Today is Assistive Technology Awareness Day, and we’d like to introduce you to a Minnesota Woman who changed the landscape of assistive tech for students with the most severe disabilities across the world – Cheryl Volkman Knight.

Until the early 1970s, children with severe disabilities were not allowed to attend public schools with other children. Kept separate and isolated, most never got official education at all. In 1972, legislation was introduced that would establish education as a fundamental right for people with disabilities. And on November 19, 1975, Congress enacted Public Law 94-142, also known as The Education for All Handicapped Children Act of 1975. Congress intended that all children with disabilities would “have a right to education, and to establish a process by which State and local educational agencies may be held accountable for providing educational services for all handicapped children.”

In the early 1980s, Cheryl Volkman Knight was a preschool teacher in Minneapolis, working with children living with severe disabilities. She often found herself having to create new and inventive ways for the kids she worked with to engage with toys, crafts, and other activities. She would even put socks on their hands and sew rattles onto the socks so the kids could play along with music in the classroom. Inspired by a documentary she saw about electronic switches, Cheryl imagined that there could be a way to create a button, simple enough for those children with limited hand-eye coordination and limited mobility to allow them to operate electronic devices.

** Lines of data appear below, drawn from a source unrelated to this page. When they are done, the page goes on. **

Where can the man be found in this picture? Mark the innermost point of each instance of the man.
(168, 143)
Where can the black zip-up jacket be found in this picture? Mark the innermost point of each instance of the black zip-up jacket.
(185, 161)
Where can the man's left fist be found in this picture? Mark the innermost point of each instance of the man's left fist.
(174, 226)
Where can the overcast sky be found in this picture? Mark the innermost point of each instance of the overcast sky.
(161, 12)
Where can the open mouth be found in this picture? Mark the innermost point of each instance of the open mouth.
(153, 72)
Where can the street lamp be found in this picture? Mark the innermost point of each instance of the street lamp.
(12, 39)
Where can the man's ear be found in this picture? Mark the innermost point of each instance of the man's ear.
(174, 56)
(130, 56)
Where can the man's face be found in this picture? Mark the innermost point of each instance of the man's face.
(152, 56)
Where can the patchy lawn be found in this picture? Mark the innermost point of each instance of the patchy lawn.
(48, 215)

Through dedicated follow-through, and some divine intervention, Cheryl was introduced to two people who would help her idea come to life: Lee Hallgren of Honeywell and Jackie Levine, a speech-language pathologist. The three of them, along with a handful of very devoted volunteers from the preschool, put together a prototype of “The Big Red Switch” that would become the first assistive technology produced by their newly formed company, Ablenet.

Under Cheryl’s leadership until 2012, Ablenet became one of the top assistive technology companies in the world, evolving and changing with the times, tech, and trends to meet the needs of disabled students everywhere. Their product line evolved into many other devices, as well as curricula to use with those devices, making teaching and learning easier for all of their users. Ablenet’s vision of coupling assistive technology and consumer products continues on today, solidifying Cheryl’s legacy of inclusion and innovation with technology in education for children living with the most extreme disabilities.